7. The method of claim 1, wherein the mocked API call is related to an interaction between an automated agent and a simulated customer.
8. A non-transitory computer readable storage medium having embodied thereon a program, the program being executable by a processor to mocking an application program interface, the method comprising: generating, by a first application on a first server, an application program interface (API) signature for the API to be mocked; generating, by the first application, a desired behavior for the API to be mocked; and generating a prompt that includes the API signature, the API desired behavior, and world state data, the desired behavior including instructions to a machine learning model, the world state data including zero or more values related to an operation that initiated creation of the prompt, the zero or more values maintained on a second server remote from the first server; submitting the prompt to a large language model LLM; and receiving a response from the LLM based on the prompt, the LLM response mocking a response that would be provided by the API based on a call to the API using data contained within the prompt.
9. The non-transitory computer readable storage medium of claim of claim 8, wherein the API desired behavior includes examples of API inputs and outputs.
10. The non-transitory computer readable storage medium of claim of claim 8, wherein the API desired behavior includes constraints on API output.
11. The non-transitory computer readable storage medium of claim of claim 10, wherein the constraints include a selected format of the mocked API output.
12. The non-transitory computer readable storage medium of claim of claim 10, wherein the constraints include a specified format for a structured mocked API output.
13. The non-transitory computer readable storage medium of claim of claim 8, wherein the LLM is fine-tuned based on an audit of the LLM response.
14. The non-transitory computer readable storage medium of claim of claim 8, wherein the mocked API call is related to an interaction between an automated agent and a simulated customer.

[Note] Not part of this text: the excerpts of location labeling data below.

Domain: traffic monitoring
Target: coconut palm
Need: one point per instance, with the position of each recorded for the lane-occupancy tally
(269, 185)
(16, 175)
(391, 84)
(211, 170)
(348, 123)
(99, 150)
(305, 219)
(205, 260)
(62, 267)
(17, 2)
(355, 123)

15. A system for automatically rendering a prompt, comprising: one or more servers, wherein each server includes a memory and a processor; and one or more modules stored in the memory and executed by at least one of the one or more processors to generate, by a first application on a first server, an application program interface (API) signature for the API to be mocked, generate, by the first application, a desired behavior for the API to be mocked, generate a prompt that includes the API signature, the API desired behavior, and world state data, the desired behavior including instructions to a machine learning model, the world state data including one or more values related to an operation that initiated creation of the prompt, the one or more values maintained on a second server remote from the first server, submit the prompt to a large language model LLM, and receive a response from the LLM based on the prompt, the LLM response mocking a response that would be provided by the API based on a call to the API using data contained within the prompt.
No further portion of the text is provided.